Kairo, numesir.net
Research Center (RC), sebuah lembaga penelitian di tubuh PCINU Mesir kembali beroperasi setelah hiatus selama empat tahun. Pada awalnya, RC merupakan lembaga riset di bawah naungan Lakpesdam (Lembaga Kajian dan Pengembangan Sumber Daya Manusia). RC memisahkan diri menjadi lembaga independen pada 2012 silam.
Kembalinya lembaga riset PCINU Mesir ditandai dengan Peluncuran Hasil Penelitian Research Center (21/10) di Auditorium KAHHA PCINU Mesir. Di hadapan dua puluh enam (26) tamu undangan, RC memublikasikan dua proyek penelitian perdana pasca-hiatus.
Proyek penelitian pertama berjudul Pengaruh Keikutsertaan Mahasiswa al-Azhar Tahun Ajaran 2020/2021 dalam Bimbel Senat terhadap Prestasi Akademik. Dalam mengumpulkan data, Tim RC mengirim pesan pribadi melalui WhatsApp. Untuk meminimalisir pemalsuan jawaban, Tim RC memberi waktu selama lima menit untuk menjawab pertanyaan kuesioner yang disebar dalam bentuk form Google.
Dalam proyek kedua, RC berusaha menggali Pengaruh Migrasi Masisir ke Darrasah terhadap Produktivitas Belajar. Masisir yang dimaksud di proyek kedua ialah anggota aktif Rumah Syariah (RSa), sebuah rumah binaan belajar yang diampu oleh beberapa senior di Masisir.
Karena terbatas pada 27 anggota RSa, hasil penelitian proyek kedua memang tidak bisa digeneralisir ke semua Masisir. Pemilihan RSa sebagai objek penelitian disebabkan sulitnya mencari responden maupun data yang akurat terkait jumlah perpindahan ke Darrasah. Kesulitan pencarian data ini mendorong Tim RC untuk mempersempit objek kajian sebagaimana tersebut di muka.
Meskipun begitu, penelitian yang dikaji menggunakan metode kuantitatif dan deskriptif ini layak diapresiasi karena dapat memublikasikan dua proyek sekaligus setelah empat tahun hiatus.
“Ini satu langkah yang, mungkin bagi saya bisa diapresiasi karena kita baru pertama kali muncul lagi dan langsung dipublish.
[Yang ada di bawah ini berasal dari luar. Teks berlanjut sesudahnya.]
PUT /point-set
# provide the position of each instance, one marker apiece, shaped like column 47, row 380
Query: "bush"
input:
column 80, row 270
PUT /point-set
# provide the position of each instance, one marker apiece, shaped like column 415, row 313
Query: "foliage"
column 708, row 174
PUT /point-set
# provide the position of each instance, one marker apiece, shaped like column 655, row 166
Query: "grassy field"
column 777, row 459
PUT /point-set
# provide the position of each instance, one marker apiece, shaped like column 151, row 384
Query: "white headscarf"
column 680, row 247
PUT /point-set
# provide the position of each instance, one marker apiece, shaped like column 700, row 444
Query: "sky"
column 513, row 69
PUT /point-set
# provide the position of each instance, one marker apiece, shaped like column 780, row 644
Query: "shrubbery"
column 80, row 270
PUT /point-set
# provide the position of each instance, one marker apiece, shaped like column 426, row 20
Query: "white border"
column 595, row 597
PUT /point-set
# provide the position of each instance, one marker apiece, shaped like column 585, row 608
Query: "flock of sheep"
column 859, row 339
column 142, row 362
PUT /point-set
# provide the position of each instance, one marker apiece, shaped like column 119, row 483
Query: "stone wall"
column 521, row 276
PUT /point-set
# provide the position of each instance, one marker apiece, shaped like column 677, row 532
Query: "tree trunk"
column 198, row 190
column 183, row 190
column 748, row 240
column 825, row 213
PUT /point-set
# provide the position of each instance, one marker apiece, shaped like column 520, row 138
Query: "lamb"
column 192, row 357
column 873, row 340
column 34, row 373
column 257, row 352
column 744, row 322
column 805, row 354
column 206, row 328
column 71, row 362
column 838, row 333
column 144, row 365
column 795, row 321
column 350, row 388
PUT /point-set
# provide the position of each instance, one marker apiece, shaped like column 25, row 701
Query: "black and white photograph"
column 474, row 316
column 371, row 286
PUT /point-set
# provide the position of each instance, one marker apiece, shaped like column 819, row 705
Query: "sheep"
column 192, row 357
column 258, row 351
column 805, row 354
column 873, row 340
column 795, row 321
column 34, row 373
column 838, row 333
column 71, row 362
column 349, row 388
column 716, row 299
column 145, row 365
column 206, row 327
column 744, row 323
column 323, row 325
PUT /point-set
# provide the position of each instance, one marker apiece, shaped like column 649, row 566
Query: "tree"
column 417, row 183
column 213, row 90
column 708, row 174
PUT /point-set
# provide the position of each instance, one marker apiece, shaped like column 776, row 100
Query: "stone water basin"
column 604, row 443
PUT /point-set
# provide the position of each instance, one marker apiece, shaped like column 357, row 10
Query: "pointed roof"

Dan setelah ini, kita juga sudah siap untuk proyek yang lebih luas lagi,” terang Achmad Zainulloh Hamid, Lc., Ketua Lembaga Research Center.
Dalam sambutannya, Zen (sapaan akrabnya) berharap hasil penelitian yang digarap selama satu bulan setengah ini dapat bermanfaat bagi KBRI dan PPMI dalam menangani kepadatan Masisir yang tinggal di Darrasah.
Sebagai lembaga riset satu-satunya di Masisir, RC berharap Masisir bisa lebih akrab dengan data dalam menyikapi berbagai persoalan sehari-hari.
“Tujuannya agar Masisir lebih melek data dan tidak hanya wacana saja. Seperti ketika ada suatu permasalahan, jadi kita ngga cuman bawa wacana aja, tapi kita juga punya data,” pesannya.
Pada proyek selanjutnya, RC akan membahas tingkat kepuasan Masisir terhadap wisuda.